Wahlvorstand: Weiterbeschäftigung trotz Kündigung
Betriebliche Amtsträger genießen den Sonderkündigungsschutz nach §§ 15 KSchG, 103 BetrVG. Danach kommt eine Kündigung nur in Betracht, wenn Tatsachen vorliegen, die den Arbeitgeber zu einer außerordentlichen Kündigung ohne Einhaltung einer Kündigungsfrist berechtigen und der Betriebsrat der Kündigung zustimmt oder die fehlende Zustimmung durch eine arbeitsgerichtliche Entscheidung ersetzt wird. Der besondere Kündigungsschutz beginnt mit der Übernahme des Amtes. Mitglieder eines Wahlvorstandes sind bereits nach 15 Abs. 3 KSchG ab dem Zeitpunkt ihrer Bestellung gegen Kündigungen des Arbeitgebers geschützt.
Diese Rechtslage ist derart eindeutig, dass im Falle eines Wahlvorstandes von einer „offensichtlichen Unwirksamkeit“ der Kündigung gesprochen werden kann, wenn es an der Zustimmung fehlt und diese nicht ersetzt ist.
So verhielt es sich im Falle des Beschäftigten eines Berliner Kurierdienstes. In dem Betrieb war es zur Organisation von Streikmaßnahmen zur Verbesserung der Arbeitsbedingungen gekommen. Zahlreiche Kündigungen waren die Folge. Auch dem Kläger war die Teilnahme an einem illegalen Streik vorgeworfen worden.
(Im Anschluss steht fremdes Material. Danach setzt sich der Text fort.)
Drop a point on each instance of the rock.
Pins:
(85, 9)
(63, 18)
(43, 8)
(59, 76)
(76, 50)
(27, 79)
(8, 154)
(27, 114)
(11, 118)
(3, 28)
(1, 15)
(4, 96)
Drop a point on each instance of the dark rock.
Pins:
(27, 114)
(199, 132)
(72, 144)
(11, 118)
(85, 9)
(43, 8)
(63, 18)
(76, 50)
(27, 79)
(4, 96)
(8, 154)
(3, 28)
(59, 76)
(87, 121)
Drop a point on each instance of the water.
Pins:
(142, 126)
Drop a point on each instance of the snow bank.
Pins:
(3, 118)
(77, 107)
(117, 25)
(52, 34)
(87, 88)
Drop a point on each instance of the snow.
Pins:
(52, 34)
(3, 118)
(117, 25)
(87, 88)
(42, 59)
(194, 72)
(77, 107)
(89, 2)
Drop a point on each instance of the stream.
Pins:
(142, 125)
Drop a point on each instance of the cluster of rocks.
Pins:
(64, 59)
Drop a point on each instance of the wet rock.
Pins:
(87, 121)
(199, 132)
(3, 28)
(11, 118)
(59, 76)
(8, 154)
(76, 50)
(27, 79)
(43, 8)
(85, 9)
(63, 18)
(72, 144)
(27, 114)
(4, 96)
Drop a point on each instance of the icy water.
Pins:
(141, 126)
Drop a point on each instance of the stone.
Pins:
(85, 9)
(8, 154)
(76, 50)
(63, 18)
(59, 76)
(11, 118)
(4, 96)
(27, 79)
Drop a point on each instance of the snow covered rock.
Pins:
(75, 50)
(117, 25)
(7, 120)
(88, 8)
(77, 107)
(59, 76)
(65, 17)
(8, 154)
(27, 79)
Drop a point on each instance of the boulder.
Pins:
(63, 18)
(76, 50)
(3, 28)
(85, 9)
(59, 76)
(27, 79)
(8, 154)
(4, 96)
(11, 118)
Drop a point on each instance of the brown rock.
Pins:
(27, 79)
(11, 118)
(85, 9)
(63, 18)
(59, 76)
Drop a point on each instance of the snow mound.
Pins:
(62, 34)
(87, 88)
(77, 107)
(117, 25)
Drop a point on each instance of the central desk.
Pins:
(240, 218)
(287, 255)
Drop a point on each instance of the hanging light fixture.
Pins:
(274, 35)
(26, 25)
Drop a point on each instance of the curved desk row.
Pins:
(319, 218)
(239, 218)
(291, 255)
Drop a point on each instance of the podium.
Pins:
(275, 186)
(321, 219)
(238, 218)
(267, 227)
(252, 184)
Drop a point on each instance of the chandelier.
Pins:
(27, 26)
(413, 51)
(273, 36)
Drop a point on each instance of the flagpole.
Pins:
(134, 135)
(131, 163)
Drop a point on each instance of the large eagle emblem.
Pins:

Zugleich mit der Kündigungsschutzklage machte er im Wege des einstweiligen Rechtsschutzes die vorläufige Weiterbeschäftigung bis zur ausstehenden Entscheidung des Arbeitsgerichts über die Kündigung geltend. Das LAG gab ihm Recht und stellte fest:
Es sei von einer offensichtlichen Unwirksamkeit der außerordentlichen Kündigung auszugehen. Der Arbeitnehmer sei zum maßgeblichen Zeitpunkt des Zugangs der Kündigung Mitglied des Wahlvorstands gewesen und werde damit von dem besonderen Kündigungsschutz erfasst. Die aufgrund des Sonderkündigungsschutzes für eine Kündigung nach dem Betriebsverfassungsgesetz erforderliche vorherige gerichtliche Zustimmungsersetzung liege nicht vor. Da von einem fortbestehenden Arbeitsverhältnis auszugehen sei, bestehe ein Anspruch auf Beschäftigung. Dieser Anspruch sei im Verfahren des einstweiligen Rechtsschutzes durchsetzbar, da das Recht des Arbeitnehmers auf Beschäftigung sonst durch Zeitablauf unwiederbringlich verloren sei und andererseits kein berechtigtes Interesse des Arbeitgebers an der Aufrechterhaltung eines offensichtlich rechtswidrigen Zustandes bestehe. Ausgehend hiervon überwiege im Hinblick auf den Zweck des gesetzlichen Sonderkündigungsschutzes das Beschäftigungsinteresse des Arbeitnehmers.